During the phase of liquidhereO, the first step to follow is the appointment of a liquidator elected by the company's administrators, as provided for in art. 1,036 CC/02, and may be a partner or a person outside the company, provided that their name is registered in the competent registry (art. 1,102 CC/02). The liquidator is then responsible for collecting and selling the asset (these are the assets that the company owns: furniture, real estate, machinery, stock of goods, products, etc.) and the payment of the liabilities (these are, in general, the expenses , accounts payable, etc.). Finally, the remaining balance, if any, is distributed to the partners.
Also, during this phase, no matter how much the “normal” activities of the company are interrupted, it is the responsibility of the liquidator to respond and comply with all tax obligations provided for by law. In addition, the duties and responsibilities of the partners, administrators and fiscal councilors will survive until the dissolution of the company is concluded (art. 1,104, Law No. 10,406/22, Civil Code; supplementary application Law No. 6,404/76 - Lei de S/A , art. 207). In case of any activities carried out during this period, the partners will be jointly and unlimitedly liable, according to art. 1036 of CC/02.
It is important to remember that when the partners decide, by common agreement, to dissolve the company, an instrument known as Distract is signed. It is there that the partner or third party responsible for the liquidation will be indicated, in addition to stipulating the clauses regarding the method of liquidation. According to section IV, chapter 2, item 2.2 of the Normative Instruction DREI No. 81 of June 10, 2020, it is mandatory to include a clause in the Termination with reference to the person(s) who will be responsible for the assets and remaining liabilities.
At the end of the Liquidation phase, the company will be extinguished.
The extincthereO of the legal entity, is nothing more than the end of its existence. It is when the legal personality of the company no longer exists. With the depersonalization, the respective records, inscriptions and enrollments in the competent body are written off.

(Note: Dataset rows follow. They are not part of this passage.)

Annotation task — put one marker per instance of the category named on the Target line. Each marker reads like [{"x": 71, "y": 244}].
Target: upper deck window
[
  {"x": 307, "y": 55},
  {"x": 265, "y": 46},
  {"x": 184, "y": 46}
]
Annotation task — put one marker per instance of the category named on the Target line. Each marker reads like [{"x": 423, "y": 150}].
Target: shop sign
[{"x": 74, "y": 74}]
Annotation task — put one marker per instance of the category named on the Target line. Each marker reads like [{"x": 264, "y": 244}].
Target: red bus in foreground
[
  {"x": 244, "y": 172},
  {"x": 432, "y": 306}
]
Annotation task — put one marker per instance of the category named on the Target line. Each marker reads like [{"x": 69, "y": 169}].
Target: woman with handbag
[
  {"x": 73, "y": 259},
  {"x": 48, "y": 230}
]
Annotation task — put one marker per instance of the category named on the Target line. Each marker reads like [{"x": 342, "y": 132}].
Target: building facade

Once the society is extinct, it loses its legal capacity, making it impossible to claim any right, representing the same as death for a natural person. Therefore, art. 110 of the CPC is used in cases where the company still has outstanding assets, transferring the responsibilities of the executive acts to its partners, who would be the “successors” of the natural person.
It is worth mentioning that even after the dissolution of the company, the former members are still liable for the payment of any debts of the extinguished company, being this responsibility in proportion to the amount that each one received after the Liquidation phase, as provided in art. 1.110 of the Civil Code.
Furthermore, once the loss of any creditor has been verified, after the dissolution of the company, the latter may file a claim for damages against the Liquidator (final part of article 1110, CC.).